| Article ID | Journal | Published Year | Pages | File Type |
|---|---|---|---|---|
| 1220286 | Journal of Pharmaceutical and Biomedical Analysis | 2015 | 13 Pages |
•The main analytical tools for characterization of drug–cyclodextrin complexes in the solid state are reviewed.•The potential advantages, drawbacks and limits of each method are discussed.•The applicability of each method is discussed and illustrated by specific examples from literature.
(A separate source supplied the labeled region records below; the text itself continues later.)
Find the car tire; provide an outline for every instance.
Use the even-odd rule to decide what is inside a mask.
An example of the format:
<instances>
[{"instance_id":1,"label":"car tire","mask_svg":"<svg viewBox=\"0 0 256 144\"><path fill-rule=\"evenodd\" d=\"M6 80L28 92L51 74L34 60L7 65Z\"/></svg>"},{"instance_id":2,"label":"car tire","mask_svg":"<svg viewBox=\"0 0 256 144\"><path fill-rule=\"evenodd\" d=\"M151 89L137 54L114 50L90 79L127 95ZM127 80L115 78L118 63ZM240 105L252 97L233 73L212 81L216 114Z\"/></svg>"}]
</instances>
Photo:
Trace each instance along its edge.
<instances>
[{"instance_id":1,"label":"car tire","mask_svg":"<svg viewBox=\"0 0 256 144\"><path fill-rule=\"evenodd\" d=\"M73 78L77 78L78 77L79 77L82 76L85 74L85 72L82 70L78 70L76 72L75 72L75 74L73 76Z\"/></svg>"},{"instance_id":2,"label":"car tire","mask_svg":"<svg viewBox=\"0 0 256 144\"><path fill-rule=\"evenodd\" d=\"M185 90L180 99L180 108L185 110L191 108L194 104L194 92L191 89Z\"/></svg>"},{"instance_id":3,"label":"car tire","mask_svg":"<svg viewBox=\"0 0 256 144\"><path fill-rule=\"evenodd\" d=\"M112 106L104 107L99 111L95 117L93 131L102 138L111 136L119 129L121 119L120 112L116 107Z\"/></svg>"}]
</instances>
Cyclodextrins are cyclic oligosaccharides able to form inclusion complexes with a variety of hydrophobic guest molecules, positively modifying their physicochemical properties. A thorough analytical characterization of cyclodextrin complexes is of fundamental importance to provide an adequate support in selection of the most suitable cyclodextrin for each guest molecule, and also in view of possible future patenting and marketing of drug–cyclodextrin formulations. The demonstration of the actual formation of a drug–cyclodextrin inclusion complex in solution does not guarantee its existence also in the solid state. Moreover, the technique used to prepare the solid complex can strongly influence the properties of the final product. Therefore, an appropriate characterization of the drug–cyclodextrin solid systems obtained has also a key role in driving in the choice of the most effective preparation method, able to maximize host–guest interactions. The analytical characterization of drug–cyclodextrin solid systems and the assessment of the actual inclusion complex formation is not a simple task and involves the combined use of several analytical techniques, whose results have to be evaluated together.The objective of the present review is to present a general prospect of the principal analytical techniques which can be employed for a suitable characterization of drug–cyclodextrin systems in the solid state, evidencing their respective potential advantages and limits. The applications of each examined technique are described and discussed by pertinent examples from literature.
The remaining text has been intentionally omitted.